One thing that is infuriating if you read the major figures in the eighties debates over the postmodern (excluding Jameson) is that there is not quite agreement over what is being debated, what caused its development, and what its significance is. Both the force and sharp limitations of both Lyotard and Habermas's works are readily apparent. Jameson's work, on the contrary, is of a whole different magnitude. While Lyotard's book focuses primarily on the philosophy of science and Habermas's on trends in modern thought, Jameson uses the concept of the postmodern to illumine virtually every aspect of the contemporary world. Whereas for other thinkers the postmodern has been a movement within art or thought, for Jameson it is simply the stage the world has reached as conditioned by late capitalism. As Anderson writes near the end of the book: "Jameson construes the postmodern as that stage in capitalist development when culture becomes in effect coextensive with the economy" (p. 131). It is this economic dimension and the way it ties into globalism that is lacking in the accounts of the postmodern by the other theorists.

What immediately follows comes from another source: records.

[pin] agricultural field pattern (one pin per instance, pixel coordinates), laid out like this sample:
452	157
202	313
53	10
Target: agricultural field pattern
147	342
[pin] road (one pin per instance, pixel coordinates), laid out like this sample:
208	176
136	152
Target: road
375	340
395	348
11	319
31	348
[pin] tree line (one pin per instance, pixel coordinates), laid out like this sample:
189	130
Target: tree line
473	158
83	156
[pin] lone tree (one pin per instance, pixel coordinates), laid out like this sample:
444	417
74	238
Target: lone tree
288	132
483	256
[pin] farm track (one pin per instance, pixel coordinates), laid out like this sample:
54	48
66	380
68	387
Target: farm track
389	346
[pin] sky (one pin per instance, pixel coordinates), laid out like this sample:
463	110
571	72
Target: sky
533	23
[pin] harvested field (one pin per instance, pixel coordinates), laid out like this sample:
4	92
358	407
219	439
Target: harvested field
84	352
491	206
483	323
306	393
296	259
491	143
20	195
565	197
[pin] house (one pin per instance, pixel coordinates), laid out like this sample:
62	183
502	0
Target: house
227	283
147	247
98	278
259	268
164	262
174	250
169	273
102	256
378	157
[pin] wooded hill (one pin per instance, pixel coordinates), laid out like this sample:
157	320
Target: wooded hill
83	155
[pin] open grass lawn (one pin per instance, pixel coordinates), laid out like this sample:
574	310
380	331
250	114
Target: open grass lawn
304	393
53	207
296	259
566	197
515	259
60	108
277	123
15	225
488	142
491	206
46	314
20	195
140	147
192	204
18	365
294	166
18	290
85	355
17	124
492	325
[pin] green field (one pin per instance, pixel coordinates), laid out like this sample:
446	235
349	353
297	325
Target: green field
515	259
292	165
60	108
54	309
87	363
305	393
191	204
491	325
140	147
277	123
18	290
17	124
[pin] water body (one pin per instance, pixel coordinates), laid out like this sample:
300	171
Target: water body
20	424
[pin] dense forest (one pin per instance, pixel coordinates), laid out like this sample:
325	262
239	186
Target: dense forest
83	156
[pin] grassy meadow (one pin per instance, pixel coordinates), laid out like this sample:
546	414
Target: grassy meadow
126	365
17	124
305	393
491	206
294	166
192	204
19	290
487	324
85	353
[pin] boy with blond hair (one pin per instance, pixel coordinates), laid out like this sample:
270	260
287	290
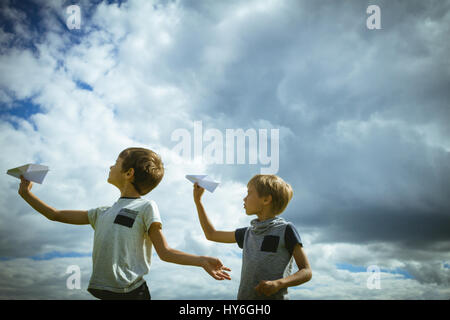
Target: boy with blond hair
126	231
269	244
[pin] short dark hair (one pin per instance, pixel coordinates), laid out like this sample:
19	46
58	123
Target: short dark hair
148	168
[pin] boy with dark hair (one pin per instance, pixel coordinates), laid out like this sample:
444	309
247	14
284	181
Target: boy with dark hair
126	231
269	244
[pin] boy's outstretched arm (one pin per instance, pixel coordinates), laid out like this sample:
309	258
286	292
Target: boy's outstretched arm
304	274
208	229
211	265
65	216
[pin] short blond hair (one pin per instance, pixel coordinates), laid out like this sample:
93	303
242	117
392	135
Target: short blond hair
147	165
270	184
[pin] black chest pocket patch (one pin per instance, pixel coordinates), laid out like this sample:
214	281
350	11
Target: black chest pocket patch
270	243
126	217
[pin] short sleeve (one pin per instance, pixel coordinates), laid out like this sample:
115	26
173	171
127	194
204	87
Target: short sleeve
93	214
239	235
151	214
291	238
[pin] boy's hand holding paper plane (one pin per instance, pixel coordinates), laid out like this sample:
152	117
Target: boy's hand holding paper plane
203	181
31	172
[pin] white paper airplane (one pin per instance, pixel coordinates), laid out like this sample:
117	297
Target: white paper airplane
203	181
31	172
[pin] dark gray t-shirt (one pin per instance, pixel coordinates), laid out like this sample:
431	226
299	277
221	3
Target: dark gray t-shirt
267	255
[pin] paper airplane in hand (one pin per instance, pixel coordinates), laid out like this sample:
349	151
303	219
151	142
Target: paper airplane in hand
31	172
203	181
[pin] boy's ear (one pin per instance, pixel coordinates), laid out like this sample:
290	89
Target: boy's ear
130	173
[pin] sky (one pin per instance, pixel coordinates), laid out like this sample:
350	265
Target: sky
361	115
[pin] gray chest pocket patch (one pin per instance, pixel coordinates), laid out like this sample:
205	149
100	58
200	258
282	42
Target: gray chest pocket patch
270	243
126	217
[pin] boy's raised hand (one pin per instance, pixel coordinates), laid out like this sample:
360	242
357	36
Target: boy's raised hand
215	268
25	186
198	192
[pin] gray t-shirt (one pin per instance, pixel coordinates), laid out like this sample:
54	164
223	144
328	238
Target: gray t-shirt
122	248
267	255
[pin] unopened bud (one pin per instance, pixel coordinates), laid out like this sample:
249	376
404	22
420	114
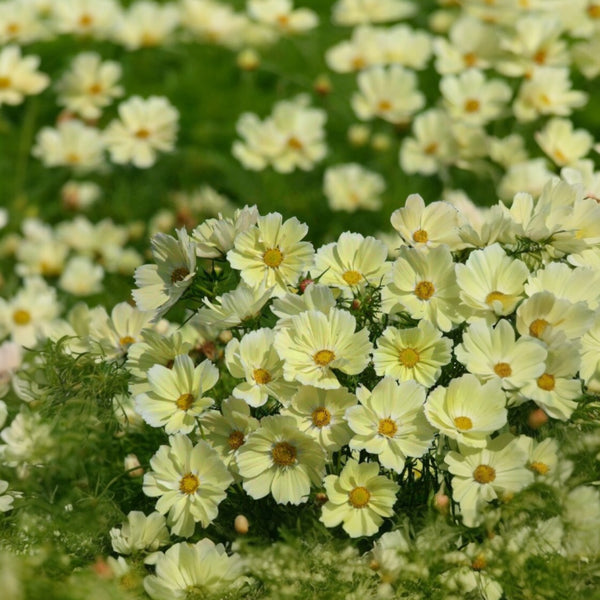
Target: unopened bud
241	525
537	418
133	466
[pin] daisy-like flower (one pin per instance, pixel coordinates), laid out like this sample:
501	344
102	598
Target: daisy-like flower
493	353
187	567
25	316
356	12
316	297
424	284
279	459
483	475
351	187
352	262
547	92
190	482
280	15
390	422
491	283
70	144
390	94
228	430
320	413
431	225
255	359
160	285
89	85
314	343
546	317
233	308
471	99
19	76
147	24
176	397
140	533
417	353
272	253
562	144
359	498
144	128
557	389
432	146
467	411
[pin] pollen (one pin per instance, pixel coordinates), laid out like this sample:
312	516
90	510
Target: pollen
503	370
463	423
261	376
484	474
235	439
384	105
321	417
424	290
21	317
351	277
323	357
284	454
189	484
537	327
273	258
420	236
387	427
179	274
408	357
185	401
359	497
472	105
539	467
127	340
546	382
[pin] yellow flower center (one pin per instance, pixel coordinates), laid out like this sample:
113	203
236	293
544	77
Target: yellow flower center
323	357
484	474
179	274
351	277
539	467
495	296
472	105
321	417
261	376
189	484
537	327
283	454
408	357
273	258
546	382
185	401
21	317
424	290
387	427
463	423
235	439
127	340
420	236
359	497
503	370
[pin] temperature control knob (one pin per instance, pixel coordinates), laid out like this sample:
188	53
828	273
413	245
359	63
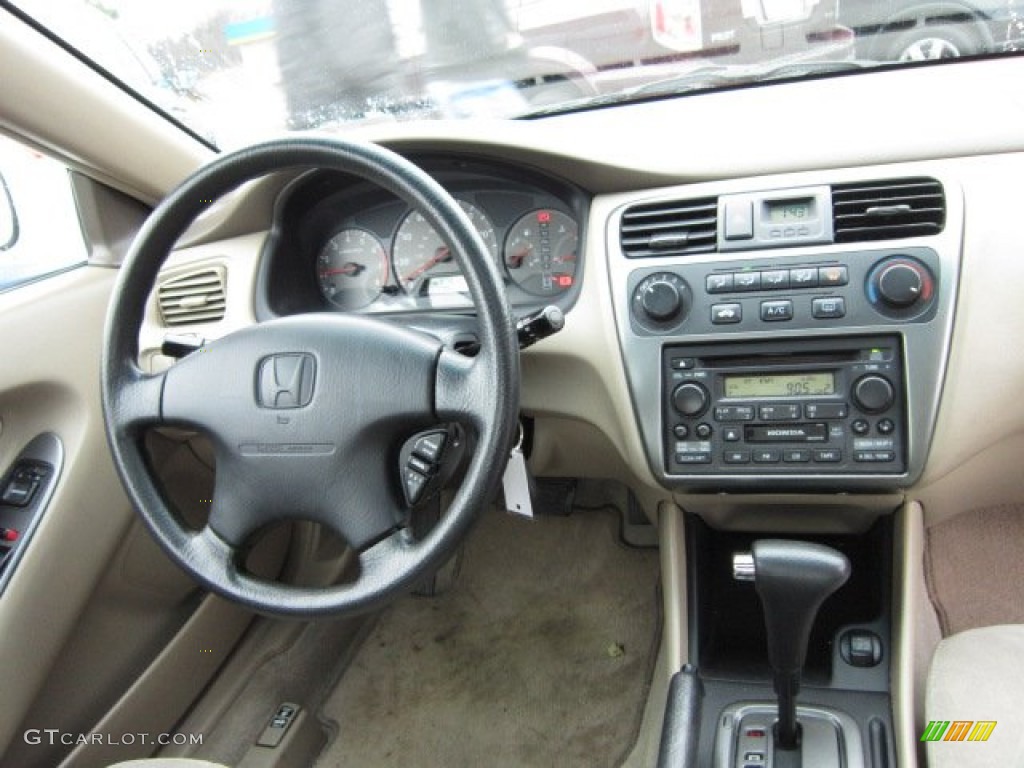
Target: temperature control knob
660	299
899	283
690	398
872	393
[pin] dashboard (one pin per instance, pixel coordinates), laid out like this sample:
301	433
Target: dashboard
603	394
342	245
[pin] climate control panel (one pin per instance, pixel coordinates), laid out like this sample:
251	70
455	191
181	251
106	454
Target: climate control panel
862	288
813	407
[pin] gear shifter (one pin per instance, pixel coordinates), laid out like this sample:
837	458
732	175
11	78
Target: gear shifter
793	579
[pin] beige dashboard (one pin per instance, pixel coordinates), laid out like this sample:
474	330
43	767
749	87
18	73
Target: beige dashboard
574	383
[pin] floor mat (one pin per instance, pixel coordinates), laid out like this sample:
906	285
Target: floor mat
541	654
975	570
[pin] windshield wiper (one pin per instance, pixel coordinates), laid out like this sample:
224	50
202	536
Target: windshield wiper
709	77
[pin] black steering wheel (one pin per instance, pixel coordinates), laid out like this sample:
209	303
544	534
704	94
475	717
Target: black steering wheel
307	414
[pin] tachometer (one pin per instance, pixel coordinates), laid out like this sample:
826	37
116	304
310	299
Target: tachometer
421	256
351	268
541	252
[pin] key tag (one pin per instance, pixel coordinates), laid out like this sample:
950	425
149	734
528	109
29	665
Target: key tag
515	481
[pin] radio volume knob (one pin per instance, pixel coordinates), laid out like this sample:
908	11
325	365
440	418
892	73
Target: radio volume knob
690	398
872	393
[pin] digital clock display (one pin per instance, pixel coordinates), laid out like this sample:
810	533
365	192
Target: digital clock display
790	211
780	385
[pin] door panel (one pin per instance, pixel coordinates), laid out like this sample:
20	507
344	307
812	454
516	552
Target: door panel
92	600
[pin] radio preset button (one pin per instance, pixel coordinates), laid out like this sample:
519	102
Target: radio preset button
693	458
747	281
737	457
786	412
721	283
873	456
775	280
825	410
690	398
804	278
833	275
828	307
734	413
773	311
828	456
726	313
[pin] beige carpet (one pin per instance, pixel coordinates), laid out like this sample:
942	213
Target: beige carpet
975	570
540	655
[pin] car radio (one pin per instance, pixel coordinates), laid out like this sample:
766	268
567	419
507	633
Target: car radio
809	407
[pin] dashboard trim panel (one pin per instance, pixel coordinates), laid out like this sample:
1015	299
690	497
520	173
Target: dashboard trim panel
926	340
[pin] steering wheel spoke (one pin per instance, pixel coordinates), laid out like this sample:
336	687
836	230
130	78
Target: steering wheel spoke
139	400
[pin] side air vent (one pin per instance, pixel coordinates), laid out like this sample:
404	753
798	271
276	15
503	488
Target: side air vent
677	227
194	297
885	210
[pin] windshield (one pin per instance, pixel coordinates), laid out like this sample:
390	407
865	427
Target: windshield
235	71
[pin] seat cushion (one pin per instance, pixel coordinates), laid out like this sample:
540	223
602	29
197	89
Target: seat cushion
977	676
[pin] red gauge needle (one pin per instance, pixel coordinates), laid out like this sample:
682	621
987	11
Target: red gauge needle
351	269
441	254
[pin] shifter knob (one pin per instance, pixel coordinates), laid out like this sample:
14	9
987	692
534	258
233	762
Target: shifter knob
793	579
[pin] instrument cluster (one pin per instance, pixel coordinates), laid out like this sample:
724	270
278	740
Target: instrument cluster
368	252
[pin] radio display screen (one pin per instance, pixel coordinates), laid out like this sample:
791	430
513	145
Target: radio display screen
780	385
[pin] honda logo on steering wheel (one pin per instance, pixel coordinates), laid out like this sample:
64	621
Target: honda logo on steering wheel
286	380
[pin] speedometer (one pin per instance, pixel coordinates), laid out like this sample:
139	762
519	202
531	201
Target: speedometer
351	268
421	256
541	252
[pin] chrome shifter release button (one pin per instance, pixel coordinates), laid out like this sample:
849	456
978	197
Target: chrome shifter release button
742	566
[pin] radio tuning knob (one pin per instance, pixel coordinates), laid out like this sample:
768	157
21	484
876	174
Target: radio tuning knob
690	398
872	393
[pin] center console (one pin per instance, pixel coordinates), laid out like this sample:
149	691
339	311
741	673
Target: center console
788	338
783	345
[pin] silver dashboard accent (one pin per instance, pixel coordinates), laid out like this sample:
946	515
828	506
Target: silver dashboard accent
743	568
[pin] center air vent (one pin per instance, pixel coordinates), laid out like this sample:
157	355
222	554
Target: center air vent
886	210
194	297
672	228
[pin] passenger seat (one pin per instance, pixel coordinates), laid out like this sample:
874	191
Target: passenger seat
977	676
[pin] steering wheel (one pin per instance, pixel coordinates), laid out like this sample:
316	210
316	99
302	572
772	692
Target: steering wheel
307	414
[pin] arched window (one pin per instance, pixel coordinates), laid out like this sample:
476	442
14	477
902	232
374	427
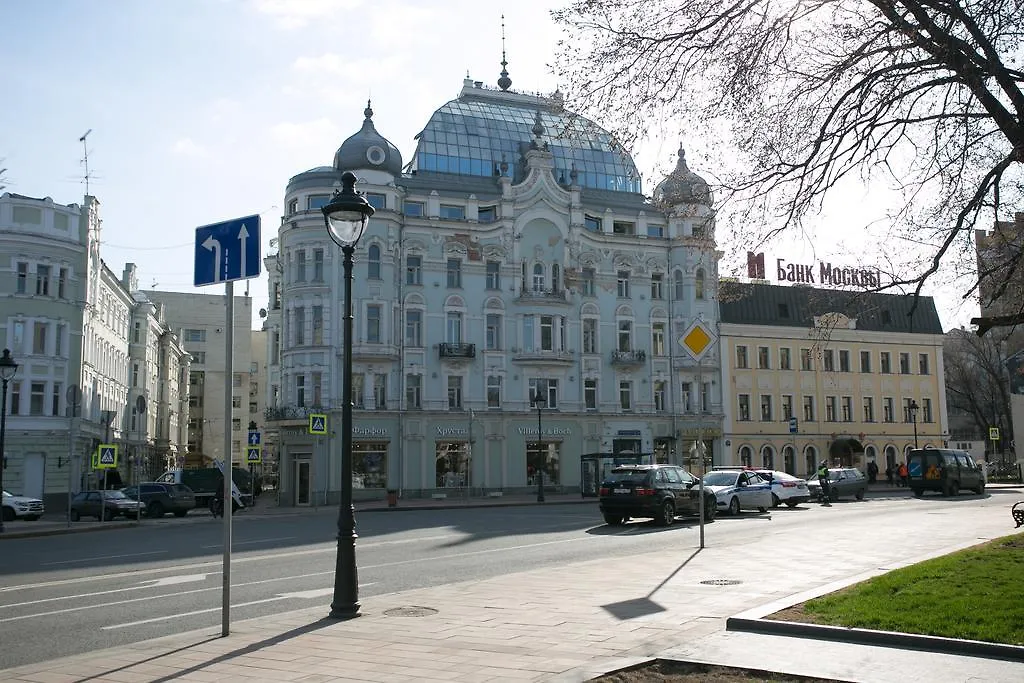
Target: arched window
374	262
538	276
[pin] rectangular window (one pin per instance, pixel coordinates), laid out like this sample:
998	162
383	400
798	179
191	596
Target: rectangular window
453	212
494	391
43	280
454	272
455	392
414	270
493	332
657	335
494	275
588	287
317	265
657	286
39	331
37	397
808	409
20	285
413	391
623	284
374	324
590	394
380	391
626	395
844	361
744	408
414	328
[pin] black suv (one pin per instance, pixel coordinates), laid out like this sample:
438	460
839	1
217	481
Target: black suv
662	492
160	499
943	470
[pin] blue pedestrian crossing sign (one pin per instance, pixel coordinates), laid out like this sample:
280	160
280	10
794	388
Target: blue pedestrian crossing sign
317	423
107	456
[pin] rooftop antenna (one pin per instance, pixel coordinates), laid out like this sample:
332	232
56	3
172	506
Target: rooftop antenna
504	82
85	160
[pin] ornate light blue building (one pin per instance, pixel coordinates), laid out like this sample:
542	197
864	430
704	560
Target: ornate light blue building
514	256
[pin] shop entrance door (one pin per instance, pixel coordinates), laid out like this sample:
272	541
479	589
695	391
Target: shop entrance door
302	482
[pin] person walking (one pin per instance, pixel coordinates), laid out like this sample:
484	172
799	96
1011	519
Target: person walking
823	481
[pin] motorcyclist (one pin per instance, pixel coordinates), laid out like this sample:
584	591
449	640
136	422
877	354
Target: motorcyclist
823	481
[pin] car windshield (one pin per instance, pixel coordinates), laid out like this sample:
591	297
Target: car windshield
721	478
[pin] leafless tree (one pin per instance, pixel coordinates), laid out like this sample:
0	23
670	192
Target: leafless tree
925	95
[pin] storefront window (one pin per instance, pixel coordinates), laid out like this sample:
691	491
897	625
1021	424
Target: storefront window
547	455
370	465
452	463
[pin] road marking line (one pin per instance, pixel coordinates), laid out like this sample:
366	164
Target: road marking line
104	557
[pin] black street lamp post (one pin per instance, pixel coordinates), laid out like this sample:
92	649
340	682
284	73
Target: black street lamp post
345	218
539	402
7	369
912	408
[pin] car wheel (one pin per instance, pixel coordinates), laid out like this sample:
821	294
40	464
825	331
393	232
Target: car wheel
667	514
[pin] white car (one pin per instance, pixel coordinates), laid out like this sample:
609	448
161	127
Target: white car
786	488
20	507
737	489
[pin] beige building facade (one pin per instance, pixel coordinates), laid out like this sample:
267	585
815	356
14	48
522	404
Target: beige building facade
815	374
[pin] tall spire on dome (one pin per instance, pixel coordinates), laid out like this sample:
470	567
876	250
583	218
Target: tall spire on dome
504	82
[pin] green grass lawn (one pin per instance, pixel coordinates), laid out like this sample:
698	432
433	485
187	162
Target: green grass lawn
976	594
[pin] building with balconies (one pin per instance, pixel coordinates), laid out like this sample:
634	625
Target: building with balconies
514	257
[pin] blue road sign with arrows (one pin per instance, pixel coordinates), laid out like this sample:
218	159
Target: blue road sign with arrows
227	251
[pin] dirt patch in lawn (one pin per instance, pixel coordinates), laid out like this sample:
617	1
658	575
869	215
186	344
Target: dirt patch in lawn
666	671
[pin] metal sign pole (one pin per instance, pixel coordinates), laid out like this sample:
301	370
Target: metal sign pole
226	468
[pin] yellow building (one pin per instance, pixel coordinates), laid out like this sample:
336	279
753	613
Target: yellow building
812	374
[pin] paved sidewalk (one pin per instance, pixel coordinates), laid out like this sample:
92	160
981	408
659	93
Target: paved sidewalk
570	623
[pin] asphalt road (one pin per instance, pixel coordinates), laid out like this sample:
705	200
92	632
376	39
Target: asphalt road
69	594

Anderson makes a powerful case for Jameson as not merely as the foremost figure within late 20th-century Western Marxism, but as one of the great theoreticians of his age. Certainly he has made me want to read and study Jameson to a degree that did not previously.



5 out of 5 stars THE BEST INTRO TO POSTMODERNISM   September 29, 2003
 12 out of 13 found this review helpful

"New Left Review" editor Perry Anderson is as erudite and engaging as ever in this short review of the varied conceptualizations of the postmodern. His chapter on the work of Fredric Jameson is bursting with intellectual energy. Anderson displays an almost boyish enthusiasm for Jameson's intellectual achievements that is quite infectious. If you have any interest in Jameson, Postmodernism, or the state of contemporary marxism, this book cannot possibly disappoint. Like the late Edward Said, Anderson possesses great literary gifts that make reading his books and articles a genuine pleasure.